Three months after dav1d 0.1.0 “Gazelle” was released version 0.2.0 just got tagged. Under code name “Antelope” huge improvements were made to the AV1 decoder for older PC’s and mobile devices, on 8-bit content. By hand-writing SSSE3 and NEON assembly code, most of the C functions were sped up by factors ranging anywhere from 2 to 20, resulting in hugely higher frame rates.
This blog will provide an overview of dav1d’s performance, compared to both the 0.1.0 release and the AV1 reference decoder, aomdec.
dav1d 0.1.0 release: The first benchmarks
dav1d 0.1.0 was released today as the first milestone for the AV1 decoder created by the VideoLAN. dav1d’s goal is to…
PC: SSSE3 for older x86 CPUs
Where dav1d 0.1.0 was all about AVX2 performance, an extended instruction set used by newer processors (Intel Haswell / AMD Zen and newer), 0.2.0 focuses on speeding up SSSE3 performance for older and lower-end processors. According to the Steam Hardware Survey (Feb. 2019) 97,23% of their user base supports SSSE3, while only about two-thirds supports AVX2.
Since different videos use different functions of the AV1 codec in different proportions, some saw larger increases than others. Below are the results for three 1080p videos, comparing dav1d at 0.1.0 release to the current head.
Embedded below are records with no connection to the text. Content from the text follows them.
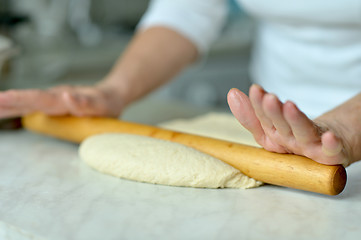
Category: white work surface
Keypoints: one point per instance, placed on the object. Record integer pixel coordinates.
(46, 192)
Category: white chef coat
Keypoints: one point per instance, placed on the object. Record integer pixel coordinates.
(307, 51)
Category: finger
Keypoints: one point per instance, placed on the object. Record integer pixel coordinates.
(302, 127)
(273, 110)
(242, 109)
(332, 147)
(76, 104)
(256, 95)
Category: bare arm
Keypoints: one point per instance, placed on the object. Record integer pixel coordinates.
(152, 58)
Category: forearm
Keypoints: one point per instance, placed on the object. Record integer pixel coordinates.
(345, 121)
(152, 58)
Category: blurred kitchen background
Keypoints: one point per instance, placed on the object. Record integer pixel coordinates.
(51, 42)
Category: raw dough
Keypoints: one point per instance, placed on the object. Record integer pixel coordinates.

With both single-threaded and multi-threaded the improvements are huge, averaging around 2,25x for ST and 2,5x for MT. Looking at raw frame rates, this means on almost any device with SSSE3 1080p at 30fps is playable without a hitch, while quad-core high frequency processors should also be able to handle up to 1440p at 60fps and 2160p at 30fps.
The following results were reached on a Intel Core i5-4590 (Haswell, 4c/4t, 3,5 GHz) using only SSSE3 instructions:
If we normalize the values we can closer examine the gains, averaging around 2,23x:
On average, dav1d 0.2.0 is 2,23x faster on 8-bit content than 0.1.0.
x86 performance compared to aomdec
The target to beat for dav1d is aomdec, the AV1 reference decoder. At the release of dav1d 0.1.0 the performance on AVX2 CPUs was already spectacular, but older and lower-end processors that didn’t support it where at the time better performing with aomdec. With the release of dav1d 0.2.0, that changes.
All the numbers below are for 8-bit color depths with 4:2:0 chroma subsampling. For multi-thread aomdec used 4 threads, while dav1d used 8 framethreads and 4 tilethreads. Both give optimal performance on a quad-core CPU.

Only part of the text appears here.